The fact that popular opposition to immigration has forced the government to restrict low-skill immigration is somewhat surprising given existing theories of immigration policy. Organized labor is extremely weak; the government controls the labor unions. Arguments based on immigrants’ use of the social welfare system cannot explain the restrictions either; low-skill immigrants (referred to as foreign workers rather than immigrants) are not eligible to use the social welfare system. Finally, if employers should have a voice in immigration policy anywhere, it should be in Singapore, where the government controls a large stake in many corporations.

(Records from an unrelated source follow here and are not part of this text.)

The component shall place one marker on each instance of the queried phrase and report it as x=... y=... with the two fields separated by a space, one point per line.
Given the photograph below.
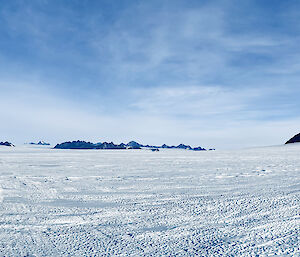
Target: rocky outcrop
x=39 y=143
x=75 y=145
x=88 y=145
x=131 y=145
x=294 y=139
x=6 y=143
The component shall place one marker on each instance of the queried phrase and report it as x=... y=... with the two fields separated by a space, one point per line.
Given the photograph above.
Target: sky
x=221 y=74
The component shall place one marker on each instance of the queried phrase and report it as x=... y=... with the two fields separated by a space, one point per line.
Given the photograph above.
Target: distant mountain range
x=131 y=145
x=294 y=139
x=6 y=143
x=39 y=143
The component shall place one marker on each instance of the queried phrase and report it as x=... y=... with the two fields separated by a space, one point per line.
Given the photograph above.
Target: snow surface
x=143 y=203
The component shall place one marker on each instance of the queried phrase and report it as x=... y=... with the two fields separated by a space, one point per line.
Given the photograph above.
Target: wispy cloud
x=159 y=71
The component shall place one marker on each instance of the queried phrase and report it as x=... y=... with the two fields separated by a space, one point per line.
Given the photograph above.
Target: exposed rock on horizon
x=6 y=143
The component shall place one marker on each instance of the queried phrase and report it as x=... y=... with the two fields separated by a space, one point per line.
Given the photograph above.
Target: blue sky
x=221 y=74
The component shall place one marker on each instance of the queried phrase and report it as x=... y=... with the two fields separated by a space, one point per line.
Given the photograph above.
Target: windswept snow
x=143 y=203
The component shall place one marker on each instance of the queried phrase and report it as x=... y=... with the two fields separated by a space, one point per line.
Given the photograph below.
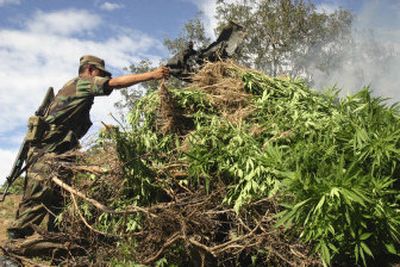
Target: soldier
x=67 y=120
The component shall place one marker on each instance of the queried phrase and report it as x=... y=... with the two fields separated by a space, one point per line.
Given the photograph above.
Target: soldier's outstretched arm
x=131 y=79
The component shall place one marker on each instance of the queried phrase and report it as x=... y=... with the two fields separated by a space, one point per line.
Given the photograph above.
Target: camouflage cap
x=95 y=61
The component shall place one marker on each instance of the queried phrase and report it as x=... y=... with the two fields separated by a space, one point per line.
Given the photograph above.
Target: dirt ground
x=7 y=214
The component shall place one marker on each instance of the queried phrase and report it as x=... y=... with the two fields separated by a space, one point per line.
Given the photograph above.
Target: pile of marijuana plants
x=243 y=169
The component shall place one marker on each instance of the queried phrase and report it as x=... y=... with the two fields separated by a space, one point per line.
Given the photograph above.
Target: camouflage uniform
x=68 y=120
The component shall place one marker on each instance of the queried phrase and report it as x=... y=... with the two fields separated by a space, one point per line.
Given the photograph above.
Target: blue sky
x=42 y=40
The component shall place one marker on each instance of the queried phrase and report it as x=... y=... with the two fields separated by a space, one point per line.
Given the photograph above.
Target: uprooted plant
x=242 y=169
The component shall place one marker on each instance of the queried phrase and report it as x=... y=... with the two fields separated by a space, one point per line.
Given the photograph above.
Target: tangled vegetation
x=242 y=169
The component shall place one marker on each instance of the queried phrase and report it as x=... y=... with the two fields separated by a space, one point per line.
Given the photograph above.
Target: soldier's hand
x=160 y=73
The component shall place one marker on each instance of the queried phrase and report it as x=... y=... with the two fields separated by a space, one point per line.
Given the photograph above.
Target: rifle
x=189 y=61
x=35 y=131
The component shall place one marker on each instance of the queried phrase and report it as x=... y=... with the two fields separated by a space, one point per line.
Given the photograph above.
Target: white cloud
x=34 y=58
x=9 y=2
x=6 y=156
x=65 y=22
x=110 y=6
x=208 y=10
x=328 y=8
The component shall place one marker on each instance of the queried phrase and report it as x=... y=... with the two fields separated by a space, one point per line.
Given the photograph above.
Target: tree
x=287 y=36
x=193 y=31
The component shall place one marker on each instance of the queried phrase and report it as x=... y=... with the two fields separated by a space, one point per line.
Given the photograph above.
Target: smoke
x=373 y=57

How, then, did Singapore get to this point? I will argue in this chapter that the PAP’s immigration policy has been a balancing act between keeping Singaporean companies competitive in an increasingly competitive international marketplace and keeping opposition to the PAP low. The PAP has been able to keep its hold on power in large part because it has been able to deliver export-led economic growth. Yet its ability to provide this growth has been challenged as other Asian countries have developed. At first, it responded to the loss of competitiveness by increasing openness to foreign workers. However, openness has sparked fears that natives would be overrun and the traditional ethnic balance would be lost. In response to the fears that Singapore was losing its competitive edge and that immigration would lead to a backlash, the government has encouraged firms to increase productivity and/or move low-skill production overseas, while maintaining research and development and headquarters functions in Singapore. The focus on increasing competitiveness has decreased firms’ demand for low-skill workers, especially in the manufacturing sector, and pushed the government to restrict low-skill immigration to force firms to be more productive.